How can we prevent passive cyber attacks?

One course of action to safeguard your data from passive attacks is to put in place some level of access control and encrypt the data at rest. If Polecat had any encryption on their abandoned server, for instance, the hackers’ attempt to gain access to their data would not have been so successful.

Today, there are two types of encryption you can leverage. These include:

● Using symmetric keys where the same decryption key is used by both sides. What you need to keep in mind, here, is that you may face issues in exchanging the key, in secret, without threat actors gaining access to it.

● Using public-key encryption where each party involved in the communication has two keys—one public key and one private key.

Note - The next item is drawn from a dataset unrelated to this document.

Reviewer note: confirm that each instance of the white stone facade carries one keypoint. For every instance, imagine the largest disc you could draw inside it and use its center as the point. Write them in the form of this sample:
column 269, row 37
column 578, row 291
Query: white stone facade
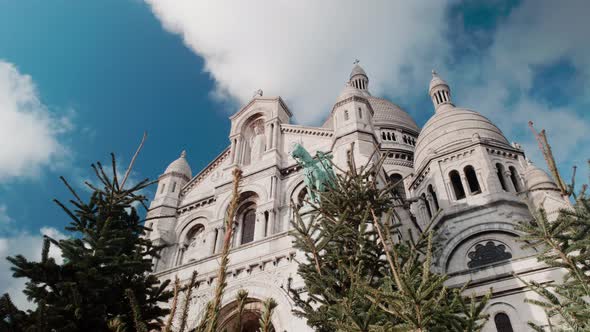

Another obvious way of keeping your sensitive information safe is to avoid posting data on any public forum. This way, hackers may find it more difficult to gain access to your private networks later.

Set comprehensive cybersecurity strategies in place to block passive and active cyber attacks

Cybercriminals are becoming more and more equipped to infiltrate our operations and gain access to our data.

That’s why it’s a good time for us to look back and expand our awareness when it comes to cybersecurity basics—concepts that are evolving constantly. In doing so, you may be able to add more sophisticated layers to your security strategy and prevent rudimentary breaches from having damaging, irreparable consequences for your business.